My girlfriend needs more space. Literally. She's working from home today so I have been banished from my usual blogging spot at the dining table, so she can have room for all the notes, coasterless cups of tea and banana skins that are essential in a hard day's working-from-home.
I'm more productive when Charlie's around, because I'm terrified that she thinks I spend all day napping and watching Millionaire Matchmaker on ITV2 plus one. Whereas everyone knows that I get up early to go for a jog around the park to clear my head ready to add a thousand words to that day's project. Alright, that's not strictly true. But I am limiting myself to one nap per day (two if I rise before 10am) and I only watch daytime television if I'm ill (and hangovers count as ill).
Most of my time is split between reading and staring out the window thinking about stuff. Uppermost in the chamber of my mind this week has been House of Lords reform. I've long been an advocate of a second chamber filled by lottery. I call the idea democracy from a Greek root meaning rule of the people. The current system of appointments is absurd - the House of Lords is filling up with party donors. Buy yourself a peerage. But did you know that two appointments per year are put before the Prime Minister by the House of Lords Appointments Commission? And any UK citizen can apply! Seriously here's the link!
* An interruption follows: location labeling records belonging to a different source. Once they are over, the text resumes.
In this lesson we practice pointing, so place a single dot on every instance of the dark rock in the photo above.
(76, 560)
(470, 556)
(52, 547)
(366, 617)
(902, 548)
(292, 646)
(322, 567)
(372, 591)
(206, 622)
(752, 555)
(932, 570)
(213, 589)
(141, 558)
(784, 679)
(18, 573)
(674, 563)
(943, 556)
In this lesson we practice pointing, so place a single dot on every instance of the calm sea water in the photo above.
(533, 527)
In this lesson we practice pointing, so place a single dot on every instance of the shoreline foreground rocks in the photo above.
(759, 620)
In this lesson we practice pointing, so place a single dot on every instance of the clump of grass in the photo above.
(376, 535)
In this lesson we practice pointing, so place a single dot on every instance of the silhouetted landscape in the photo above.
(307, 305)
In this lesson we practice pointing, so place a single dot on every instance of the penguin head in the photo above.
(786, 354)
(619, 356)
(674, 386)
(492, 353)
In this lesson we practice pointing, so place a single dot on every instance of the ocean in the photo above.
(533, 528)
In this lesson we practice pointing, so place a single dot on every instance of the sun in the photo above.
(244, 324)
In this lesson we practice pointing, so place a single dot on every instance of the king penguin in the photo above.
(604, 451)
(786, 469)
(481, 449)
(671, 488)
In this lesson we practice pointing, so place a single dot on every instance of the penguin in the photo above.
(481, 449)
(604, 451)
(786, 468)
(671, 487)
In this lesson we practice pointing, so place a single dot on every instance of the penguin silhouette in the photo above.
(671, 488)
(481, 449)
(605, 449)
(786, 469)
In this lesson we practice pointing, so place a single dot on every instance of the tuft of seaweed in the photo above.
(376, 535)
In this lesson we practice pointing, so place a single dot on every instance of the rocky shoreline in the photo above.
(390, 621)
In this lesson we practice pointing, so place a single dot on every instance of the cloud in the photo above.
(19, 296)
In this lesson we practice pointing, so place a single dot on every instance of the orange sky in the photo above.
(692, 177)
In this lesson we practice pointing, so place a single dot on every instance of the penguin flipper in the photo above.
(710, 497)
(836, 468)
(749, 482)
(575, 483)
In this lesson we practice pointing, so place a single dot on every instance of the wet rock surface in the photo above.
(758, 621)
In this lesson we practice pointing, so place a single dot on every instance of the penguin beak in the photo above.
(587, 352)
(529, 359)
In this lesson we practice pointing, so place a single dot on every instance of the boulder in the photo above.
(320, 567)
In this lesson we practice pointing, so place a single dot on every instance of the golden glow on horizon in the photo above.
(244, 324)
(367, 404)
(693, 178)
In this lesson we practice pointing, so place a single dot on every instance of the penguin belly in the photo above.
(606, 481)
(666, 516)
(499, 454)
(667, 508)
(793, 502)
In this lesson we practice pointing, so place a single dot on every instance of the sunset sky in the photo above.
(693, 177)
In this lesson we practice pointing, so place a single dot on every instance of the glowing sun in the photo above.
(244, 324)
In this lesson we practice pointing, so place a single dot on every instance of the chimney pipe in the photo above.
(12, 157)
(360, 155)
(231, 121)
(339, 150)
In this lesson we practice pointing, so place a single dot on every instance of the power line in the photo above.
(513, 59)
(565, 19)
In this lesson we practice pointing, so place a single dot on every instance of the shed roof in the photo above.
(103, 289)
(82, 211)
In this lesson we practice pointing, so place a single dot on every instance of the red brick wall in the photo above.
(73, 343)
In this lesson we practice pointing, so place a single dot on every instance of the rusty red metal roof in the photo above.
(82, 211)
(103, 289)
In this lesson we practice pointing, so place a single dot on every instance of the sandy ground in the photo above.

It gets better - last year only 400 people were nominated or put themselves forward. Four hundred applicants - two peerages. 200-1 odds of becoming a Lord! I intend to put myself forward forthwith. The pay is £300 a day! - On a good day I earn, what, thirty quid?
This evening, when Charlie asks just what the hell I've been doing all day? Instead of saying: "I read 200 pages of Barber's Myths and Legends of the British Isles" or "I spent two hours playing online chess and decreased my Elo rating by 78 points"; I will be able to say: "I applied for a peerage."